Exome sequencing analysis reveals variants in primary immunodeficiency genes in patients with very early onset inflammatory bowel disease

Abstract

Background & aims: Very early onset inflammatory bowel disease (VEO-IBD), IBD diagnosed at 5 years of age or younger, frequently presents with a different and more severe phenotype than older-onset IBD. We investigated whether patients with VEO-IBD carry rare or novel variants in genes associated with immunodeficiencies that might contribute to disease development.

Methods: Patients with VEO-IBD and parents (when available) were recruited from the Children's Hospital of Philadelphia from March 2013 through July 2014. We analyzed DNA from 125 patients with VEO-IBD (age, 3 wk to 4 y) and 19 parents, 4 of whom also had IBD. Exome capture was performed by Agilent SureSelect V4, and sequencing was performed using the Illumina HiSeq platform. Alignment to human genome GRCh37 was achieved followed by postprocessing and variant calling. After functional annotation, candidate variants were analyzed for change in protein function, minor allele frequency less than 0.1%, and scaled combined annotation-dependent depletion scores of 10 or less. We focused on genes associated with primary immunodeficiencies and related pathways. An additional 210 exome samples from patients with pediatric IBD (n = 45) or adult-onset Crohn's disease (n = 20) and healthy individuals (controls, n = 145) were obtained from the University of Kiel, Germany, and used as control groups.

Results: Four hundred genes and regions associated with primary immunodeficiency, covering approximately 6500 coding exons totaling more than 1 Mbp of coding sequence, were selected from the whole-exome data. Our analysis showed novel and rare variants within these genes that could contribute to the development of VEO-IBD, including rare heterozygous missense variants in IL10RA and previously unidentified variants in MSH5 and CD19.

Conclusions: In an exome sequence analysis of patients with VEO-IBD and their parents, we identified variants in genes that regulate B- and T-cell functions and could contribute to pathogenesis. Our analysis could lead to the identification of previously unidentified IBD-associated variants.

Keywords: CVID; Common Variable Immune Deficiency; IBD; Inherited Defects; Innate and Adaptive Immunity.

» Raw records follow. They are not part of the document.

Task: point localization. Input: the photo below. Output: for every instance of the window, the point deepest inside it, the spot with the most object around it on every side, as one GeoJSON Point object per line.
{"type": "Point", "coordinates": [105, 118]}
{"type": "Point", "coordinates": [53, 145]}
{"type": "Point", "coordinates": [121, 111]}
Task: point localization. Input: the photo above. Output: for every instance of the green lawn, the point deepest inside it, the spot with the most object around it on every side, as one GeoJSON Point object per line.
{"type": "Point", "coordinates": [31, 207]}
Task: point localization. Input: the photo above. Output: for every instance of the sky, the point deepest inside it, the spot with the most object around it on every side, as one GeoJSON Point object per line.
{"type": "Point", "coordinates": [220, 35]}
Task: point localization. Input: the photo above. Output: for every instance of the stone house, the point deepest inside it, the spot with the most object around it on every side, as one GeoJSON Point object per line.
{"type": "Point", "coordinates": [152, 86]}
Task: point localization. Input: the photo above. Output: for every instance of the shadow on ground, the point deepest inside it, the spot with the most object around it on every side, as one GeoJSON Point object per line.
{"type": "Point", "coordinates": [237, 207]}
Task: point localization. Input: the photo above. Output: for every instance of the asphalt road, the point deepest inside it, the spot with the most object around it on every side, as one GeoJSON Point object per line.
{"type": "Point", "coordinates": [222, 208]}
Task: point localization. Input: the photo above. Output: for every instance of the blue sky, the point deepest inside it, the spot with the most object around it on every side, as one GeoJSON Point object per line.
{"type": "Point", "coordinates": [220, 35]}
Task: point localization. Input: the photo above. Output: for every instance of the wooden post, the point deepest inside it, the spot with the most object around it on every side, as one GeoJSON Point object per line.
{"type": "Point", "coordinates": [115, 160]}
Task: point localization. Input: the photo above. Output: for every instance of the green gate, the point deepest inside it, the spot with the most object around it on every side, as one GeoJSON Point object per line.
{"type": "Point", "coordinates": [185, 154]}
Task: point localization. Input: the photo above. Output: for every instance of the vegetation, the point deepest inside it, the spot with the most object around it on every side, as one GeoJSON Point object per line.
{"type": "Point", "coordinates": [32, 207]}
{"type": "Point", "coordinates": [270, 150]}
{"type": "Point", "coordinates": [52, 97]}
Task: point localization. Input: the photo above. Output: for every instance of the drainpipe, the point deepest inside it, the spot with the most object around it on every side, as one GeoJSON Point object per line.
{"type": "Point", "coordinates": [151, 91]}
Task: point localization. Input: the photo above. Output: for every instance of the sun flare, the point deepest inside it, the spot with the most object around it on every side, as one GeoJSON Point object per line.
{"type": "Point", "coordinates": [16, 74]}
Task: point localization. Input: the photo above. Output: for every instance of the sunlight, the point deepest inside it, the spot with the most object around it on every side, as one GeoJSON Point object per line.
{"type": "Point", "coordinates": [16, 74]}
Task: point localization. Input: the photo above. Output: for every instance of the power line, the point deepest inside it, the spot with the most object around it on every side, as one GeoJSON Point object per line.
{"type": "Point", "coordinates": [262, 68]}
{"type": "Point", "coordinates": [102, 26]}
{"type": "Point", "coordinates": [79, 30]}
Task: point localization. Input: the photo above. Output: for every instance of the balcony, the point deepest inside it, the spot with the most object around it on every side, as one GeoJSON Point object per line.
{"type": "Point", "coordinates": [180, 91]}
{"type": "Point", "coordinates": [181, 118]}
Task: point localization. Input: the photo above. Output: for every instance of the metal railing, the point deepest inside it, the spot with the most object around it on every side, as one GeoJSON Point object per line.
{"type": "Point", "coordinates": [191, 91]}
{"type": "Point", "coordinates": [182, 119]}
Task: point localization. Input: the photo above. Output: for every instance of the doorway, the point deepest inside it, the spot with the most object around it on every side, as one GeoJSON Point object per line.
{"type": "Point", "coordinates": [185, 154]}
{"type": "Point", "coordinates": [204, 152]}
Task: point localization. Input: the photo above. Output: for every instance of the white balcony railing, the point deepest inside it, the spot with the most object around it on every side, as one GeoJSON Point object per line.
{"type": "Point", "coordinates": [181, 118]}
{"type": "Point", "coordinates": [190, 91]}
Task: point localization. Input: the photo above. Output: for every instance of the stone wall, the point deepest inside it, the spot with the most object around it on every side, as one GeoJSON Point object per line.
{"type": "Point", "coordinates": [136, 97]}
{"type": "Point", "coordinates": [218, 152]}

Copyright © 2015 AGA Institute. Published by Elsevier Inc. All rights reserved.

Figures

Figure 1

Preliminary functional analysis of immune cells in the IL-10RA variant patient via punch biopsies from terminal ileum and perhiperal blood. Cells were analyzed intracellularly for cytokines and transcription factors and analyzed on a flow cytometer. (A) Suggests a trend towards decreased expression of FoxP3 in CD4+ T cells and (B) suggest a trend toward an increase in pro-inflammatory cytokine expression in gated (live, CD3+, CD4+ T cells) in both compartments of the IL-10RA variant relative to a non-IBD control and a patient with IBD, but without the variant. (C) CD4 T cells were expanded and rested overnight. Cells were then stimulated with recombinant IL-10, and pSTAT3 (Y705) was analyzed by flow cytometry. (D) Macrophages-derived from blood were rested overnight, stimulated with LPS in the presence of absence of rIL-10, and analyzed for TNF production by flow cytometry.

Figure 2

B Cells were identified by physical characteristics and CD19+. Subsets were identified by additional antibodies: IgM, IgD, CD27, CD38, CD21

Figure 3

Analysis of (A) B cell function (CD19%), (B) memory B cells (CD27+ / IgM+), (C) switch memory cells (CD27+/IgM−), (D) naïve ransition cells (CD27−IgM+), (E) CD21lo/CD38lo, and (F) Plasmablasts (CD38hi/IgM) in subjects with variants in MSH5, CD19 as well as variant in LRBA, also in CVID pathway. Error bars represent the standard error.